第二,缺乏对“关键少数”的明确规定。控股股东、实际控制人往往是欺诈发行的组织、指示者和主要受益者,在欺诈发行证券犯罪过程中发挥关键作用。按照罪刑相适应的原则,应当受到更为严厉的处罚。为进一步提高控股股东、实际控制人的违法成本,强化精准打击。刑法修正案(十一)明确控股股东和实际控制人组织、指使欺诈发行的刑事责任,加大刑罚震慑力度,以实现罪刑均衡的原则,实现打击效果。

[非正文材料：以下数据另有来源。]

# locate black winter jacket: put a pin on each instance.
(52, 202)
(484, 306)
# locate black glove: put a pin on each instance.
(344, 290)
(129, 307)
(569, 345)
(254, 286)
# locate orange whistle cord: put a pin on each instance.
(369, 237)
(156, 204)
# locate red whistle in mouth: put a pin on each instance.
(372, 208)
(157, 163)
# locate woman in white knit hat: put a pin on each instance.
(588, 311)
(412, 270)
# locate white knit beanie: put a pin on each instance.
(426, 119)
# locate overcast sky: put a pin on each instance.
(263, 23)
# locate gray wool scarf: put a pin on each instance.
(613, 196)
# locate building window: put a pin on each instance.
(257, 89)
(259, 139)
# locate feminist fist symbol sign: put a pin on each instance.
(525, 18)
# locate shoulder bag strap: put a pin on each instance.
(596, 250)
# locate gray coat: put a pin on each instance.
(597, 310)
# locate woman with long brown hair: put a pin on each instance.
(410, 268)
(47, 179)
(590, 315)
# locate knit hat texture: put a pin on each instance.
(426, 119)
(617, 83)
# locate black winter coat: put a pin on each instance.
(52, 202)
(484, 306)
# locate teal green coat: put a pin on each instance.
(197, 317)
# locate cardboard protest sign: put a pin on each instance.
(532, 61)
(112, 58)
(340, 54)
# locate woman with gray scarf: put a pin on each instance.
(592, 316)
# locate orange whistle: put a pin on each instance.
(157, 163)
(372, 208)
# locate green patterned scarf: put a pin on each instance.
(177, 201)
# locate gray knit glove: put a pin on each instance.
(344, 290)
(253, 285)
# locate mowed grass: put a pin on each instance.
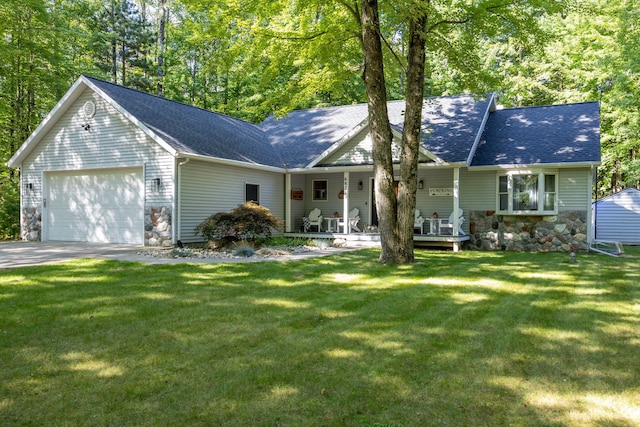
(464, 339)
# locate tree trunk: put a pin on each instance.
(414, 98)
(162, 12)
(380, 130)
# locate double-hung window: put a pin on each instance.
(528, 193)
(252, 193)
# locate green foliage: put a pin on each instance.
(247, 221)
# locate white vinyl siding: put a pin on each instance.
(207, 188)
(617, 217)
(112, 141)
(574, 192)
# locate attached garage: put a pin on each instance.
(100, 206)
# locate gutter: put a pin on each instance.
(240, 163)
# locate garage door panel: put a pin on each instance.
(101, 207)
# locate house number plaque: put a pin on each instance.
(440, 191)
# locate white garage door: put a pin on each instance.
(95, 206)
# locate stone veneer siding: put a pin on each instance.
(31, 224)
(565, 232)
(157, 226)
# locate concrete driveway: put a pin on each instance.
(23, 254)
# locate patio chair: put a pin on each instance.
(418, 221)
(446, 226)
(314, 219)
(354, 218)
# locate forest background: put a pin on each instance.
(253, 58)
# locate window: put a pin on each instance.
(320, 189)
(252, 193)
(527, 193)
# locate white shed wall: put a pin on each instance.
(617, 217)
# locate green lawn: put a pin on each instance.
(463, 339)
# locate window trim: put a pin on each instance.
(246, 195)
(541, 192)
(313, 190)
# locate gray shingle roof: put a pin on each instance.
(450, 125)
(521, 136)
(541, 135)
(191, 130)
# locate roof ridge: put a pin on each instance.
(529, 107)
(167, 99)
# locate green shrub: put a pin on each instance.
(248, 221)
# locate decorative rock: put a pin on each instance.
(560, 228)
(563, 232)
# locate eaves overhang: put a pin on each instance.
(537, 166)
(228, 162)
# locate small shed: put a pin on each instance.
(617, 217)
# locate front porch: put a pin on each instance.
(373, 239)
(340, 204)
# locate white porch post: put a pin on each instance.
(456, 206)
(345, 205)
(287, 203)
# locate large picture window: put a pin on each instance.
(527, 193)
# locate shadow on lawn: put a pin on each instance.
(466, 339)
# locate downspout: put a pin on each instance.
(345, 205)
(287, 202)
(593, 211)
(177, 205)
(456, 207)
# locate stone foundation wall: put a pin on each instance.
(565, 232)
(31, 227)
(157, 226)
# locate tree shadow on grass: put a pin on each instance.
(464, 339)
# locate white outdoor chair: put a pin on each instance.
(418, 221)
(314, 219)
(354, 218)
(446, 226)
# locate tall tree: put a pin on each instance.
(122, 44)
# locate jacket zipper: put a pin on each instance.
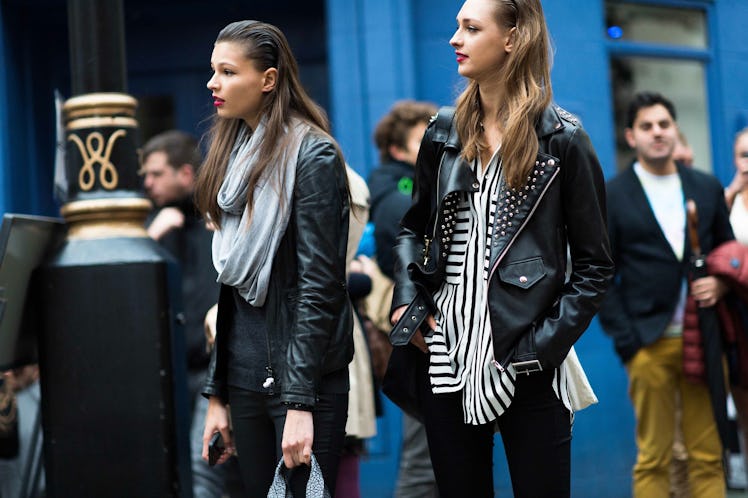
(270, 380)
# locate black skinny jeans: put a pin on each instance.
(536, 430)
(258, 419)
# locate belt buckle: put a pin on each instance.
(527, 367)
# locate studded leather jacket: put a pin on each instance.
(537, 308)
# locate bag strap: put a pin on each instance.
(443, 124)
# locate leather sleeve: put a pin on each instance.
(584, 213)
(410, 244)
(320, 211)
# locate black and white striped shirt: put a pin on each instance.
(461, 348)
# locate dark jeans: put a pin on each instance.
(258, 420)
(536, 430)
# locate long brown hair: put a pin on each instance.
(526, 79)
(266, 46)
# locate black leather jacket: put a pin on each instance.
(536, 311)
(307, 311)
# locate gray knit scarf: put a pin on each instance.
(243, 249)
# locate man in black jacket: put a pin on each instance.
(170, 162)
(398, 137)
(645, 307)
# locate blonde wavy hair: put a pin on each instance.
(526, 79)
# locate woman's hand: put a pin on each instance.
(417, 340)
(217, 420)
(298, 436)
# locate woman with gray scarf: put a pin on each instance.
(274, 186)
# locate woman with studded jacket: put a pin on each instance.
(503, 198)
(274, 185)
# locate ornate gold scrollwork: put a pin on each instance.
(93, 152)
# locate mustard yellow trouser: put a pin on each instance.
(655, 374)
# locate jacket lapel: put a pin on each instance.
(515, 207)
(642, 210)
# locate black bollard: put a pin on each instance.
(111, 350)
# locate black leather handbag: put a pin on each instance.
(400, 382)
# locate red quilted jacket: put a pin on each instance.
(729, 261)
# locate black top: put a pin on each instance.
(249, 365)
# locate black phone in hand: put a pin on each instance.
(215, 448)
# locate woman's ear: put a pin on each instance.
(270, 78)
(510, 39)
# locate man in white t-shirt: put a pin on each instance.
(645, 307)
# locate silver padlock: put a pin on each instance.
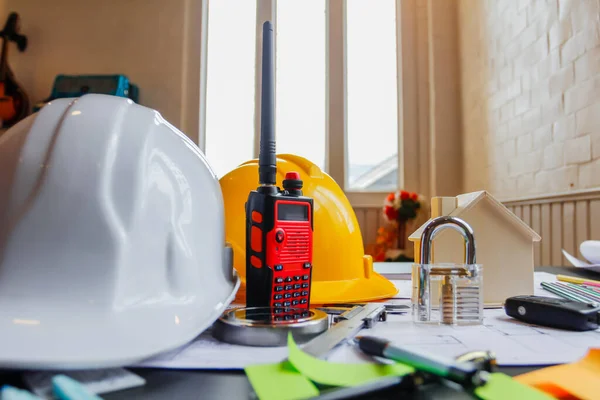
(459, 285)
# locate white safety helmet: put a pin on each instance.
(112, 240)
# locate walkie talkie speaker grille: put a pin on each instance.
(342, 272)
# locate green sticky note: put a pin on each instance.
(501, 386)
(279, 381)
(338, 374)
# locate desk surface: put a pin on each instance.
(187, 384)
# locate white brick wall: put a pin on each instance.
(530, 76)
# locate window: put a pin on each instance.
(300, 97)
(308, 36)
(230, 83)
(372, 95)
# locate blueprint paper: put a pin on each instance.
(206, 352)
(513, 342)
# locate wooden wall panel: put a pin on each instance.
(556, 234)
(563, 221)
(546, 235)
(595, 220)
(536, 225)
(518, 212)
(568, 225)
(526, 214)
(582, 224)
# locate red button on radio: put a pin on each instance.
(279, 235)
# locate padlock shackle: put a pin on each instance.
(440, 223)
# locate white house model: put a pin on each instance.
(504, 244)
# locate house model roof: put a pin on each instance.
(466, 201)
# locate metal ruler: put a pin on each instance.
(348, 324)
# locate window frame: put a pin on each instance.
(412, 146)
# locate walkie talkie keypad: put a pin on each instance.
(296, 294)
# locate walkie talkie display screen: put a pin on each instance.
(292, 212)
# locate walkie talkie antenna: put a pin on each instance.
(267, 158)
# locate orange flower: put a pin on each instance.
(391, 213)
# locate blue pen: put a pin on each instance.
(66, 388)
(464, 373)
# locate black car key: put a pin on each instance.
(554, 313)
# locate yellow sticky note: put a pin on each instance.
(338, 374)
(279, 381)
(580, 379)
(501, 387)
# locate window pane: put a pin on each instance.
(300, 115)
(230, 83)
(372, 95)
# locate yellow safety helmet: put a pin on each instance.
(342, 273)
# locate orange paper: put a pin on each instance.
(578, 380)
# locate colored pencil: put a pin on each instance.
(564, 293)
(582, 291)
(573, 279)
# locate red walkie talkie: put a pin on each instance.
(279, 223)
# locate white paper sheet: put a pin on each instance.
(581, 264)
(513, 342)
(206, 352)
(96, 381)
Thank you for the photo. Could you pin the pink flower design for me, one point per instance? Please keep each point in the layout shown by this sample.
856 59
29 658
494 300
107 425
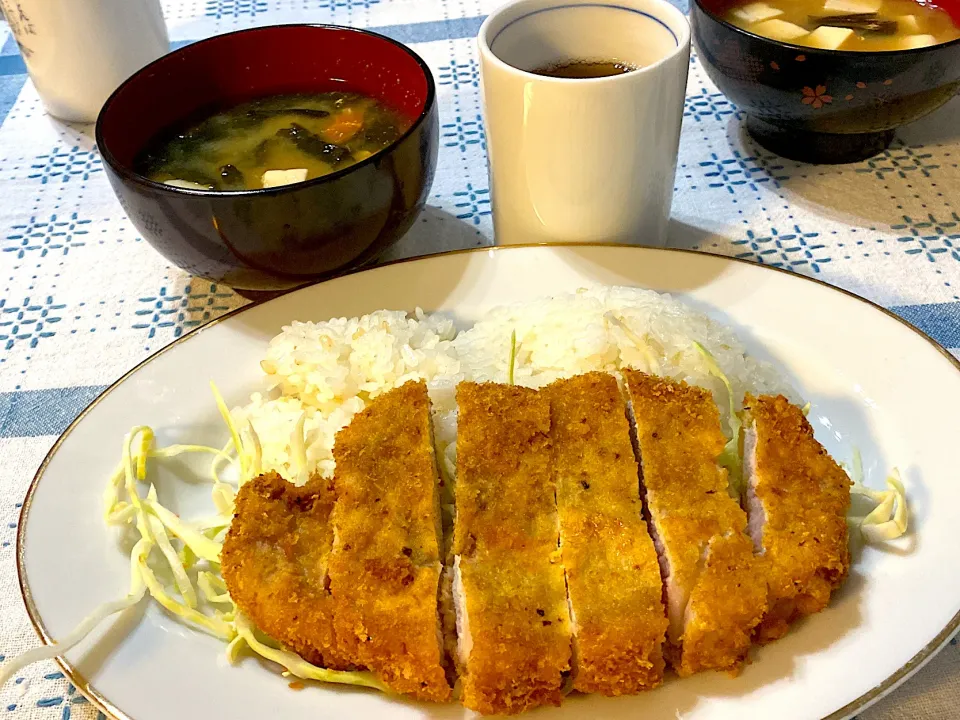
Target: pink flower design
817 98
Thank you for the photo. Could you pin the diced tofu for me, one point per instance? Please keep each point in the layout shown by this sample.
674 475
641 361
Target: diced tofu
275 178
828 37
852 7
778 30
914 41
756 12
908 24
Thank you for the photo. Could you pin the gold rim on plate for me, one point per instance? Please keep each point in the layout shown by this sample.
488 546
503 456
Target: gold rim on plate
114 713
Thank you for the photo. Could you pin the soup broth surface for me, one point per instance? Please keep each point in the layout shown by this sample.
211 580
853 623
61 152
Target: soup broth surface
864 25
272 141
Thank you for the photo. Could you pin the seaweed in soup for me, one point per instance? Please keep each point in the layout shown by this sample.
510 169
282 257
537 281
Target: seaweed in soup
233 148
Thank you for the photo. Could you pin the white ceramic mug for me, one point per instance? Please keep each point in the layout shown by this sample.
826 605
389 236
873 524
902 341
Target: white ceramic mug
79 51
583 159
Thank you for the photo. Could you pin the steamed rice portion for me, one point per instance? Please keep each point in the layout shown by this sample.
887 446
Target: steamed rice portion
328 371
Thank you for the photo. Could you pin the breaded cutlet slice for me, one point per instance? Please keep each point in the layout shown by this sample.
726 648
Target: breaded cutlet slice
796 499
274 561
385 565
715 589
613 578
512 617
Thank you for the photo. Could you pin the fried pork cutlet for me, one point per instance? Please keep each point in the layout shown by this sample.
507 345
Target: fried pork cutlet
512 615
796 499
274 561
613 578
715 591
385 565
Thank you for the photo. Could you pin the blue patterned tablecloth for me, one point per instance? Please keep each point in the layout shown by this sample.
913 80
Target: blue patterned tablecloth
83 298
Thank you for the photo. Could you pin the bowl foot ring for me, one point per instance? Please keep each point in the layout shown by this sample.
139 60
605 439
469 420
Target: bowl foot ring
817 147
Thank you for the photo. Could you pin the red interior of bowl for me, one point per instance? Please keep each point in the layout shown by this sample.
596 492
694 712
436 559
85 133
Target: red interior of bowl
229 69
719 7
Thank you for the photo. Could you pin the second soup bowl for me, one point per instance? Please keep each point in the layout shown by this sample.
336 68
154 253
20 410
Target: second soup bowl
821 106
273 239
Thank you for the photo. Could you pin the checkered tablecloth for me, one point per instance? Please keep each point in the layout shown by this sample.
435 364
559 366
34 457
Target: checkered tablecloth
83 298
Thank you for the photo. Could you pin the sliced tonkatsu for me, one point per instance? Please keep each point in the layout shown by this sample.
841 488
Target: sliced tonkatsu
512 616
274 562
613 577
385 564
715 591
796 498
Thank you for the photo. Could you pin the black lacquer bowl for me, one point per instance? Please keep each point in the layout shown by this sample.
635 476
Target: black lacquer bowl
821 106
274 239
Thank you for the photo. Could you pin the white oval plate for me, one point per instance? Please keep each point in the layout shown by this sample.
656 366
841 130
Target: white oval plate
875 383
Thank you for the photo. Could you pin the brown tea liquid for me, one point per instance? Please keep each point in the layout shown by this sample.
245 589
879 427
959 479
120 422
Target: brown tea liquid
581 69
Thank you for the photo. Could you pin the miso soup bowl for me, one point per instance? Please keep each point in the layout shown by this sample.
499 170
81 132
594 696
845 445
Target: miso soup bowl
273 239
822 106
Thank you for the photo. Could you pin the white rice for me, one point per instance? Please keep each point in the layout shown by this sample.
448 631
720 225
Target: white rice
330 370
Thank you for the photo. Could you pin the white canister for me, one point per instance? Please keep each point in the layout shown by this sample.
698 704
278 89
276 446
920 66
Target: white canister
583 160
79 51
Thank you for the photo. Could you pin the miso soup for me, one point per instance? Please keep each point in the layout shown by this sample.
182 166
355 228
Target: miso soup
865 25
272 141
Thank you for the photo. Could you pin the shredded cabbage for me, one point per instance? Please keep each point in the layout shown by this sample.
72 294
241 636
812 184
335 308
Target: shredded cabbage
177 561
296 665
730 457
653 365
888 520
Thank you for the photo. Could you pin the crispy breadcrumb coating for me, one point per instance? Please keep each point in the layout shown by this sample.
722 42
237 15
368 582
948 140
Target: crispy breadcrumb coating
613 578
798 498
512 601
715 591
274 561
385 565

第三,刑法原法条规制范围狭窄,需扩大证券规制范围,与新证券法相协调。本次修正将存托凭证和国务院依法认定的其他证券纳入欺诈发行股票罪规制。该修正是对新证券法的适应和衔接。在新证券法中,证券概念得到了拓展,增加了“存托凭证”“资产支持证券”“资产管理产品”等,相对应的发行文件必然在表述上与原法条文规定的三种发行文件不一致。刑法修正案(十一)把原来的封闭式表述改为开放式表述,有助于避免立法滞后的问题,同时也意味着相关市场主体需要结合新证券法的规定扩大对发行文件的合规审查范围。
【适用指南】
一、如何确定“其他发行文件”的范围
例如,“欣某电气欺诈发行股票案”[3]:欣某股份有限公司(以下简称欣某公司)原系深圳证券交易所创业板上市公司。该公司实际控制人温某乙与财务总监刘某胜为达到使欣某公司上市的目的,组织单位工作人员通过外部借款、使用自有资金或伪造银行单据等方式,虚构2011年至2013年6月间的收回应收款项情况,采用在报告期末(年末、半年末)冲减应收款项,下一会计期期初冲回的方式,虚构了相关财务数据,在向证监会报送的首次公开发行股票并在创业板上市申请文件和招股说明书中记载了上述重大虚假内容,骗取了证监会的股票发行核准,公开发行股票募集资金2.57亿元。欣某公司上市后,于2013年7月至2014年12月间,沿用前述手段继续伪造财务数据,粉饰公司财务状况,并分别于2014年4月15日、2014年8月15日、2015年4月25日向公众披露了虚假和隐瞒重要事实的2013年年度报告、2014年半年度报告、2014年年度报告。2019年4月23日,丹东市中级人民法院作出一审判决,以欺诈发行股票罪,判处被告单位欣某公司罚金人民币832万元;以欺诈发行股票罪,违规披露、不披露重要信息罪对被告人温某乙、刘某胜数罪并罚,对温某乙决定执行有期徒刑三年,并处罚金人民币10万元;对刘某胜决定执行有期徒刑二年,并处罚金人民币8万元。被告单位和被告人均未上诉,判决已生效。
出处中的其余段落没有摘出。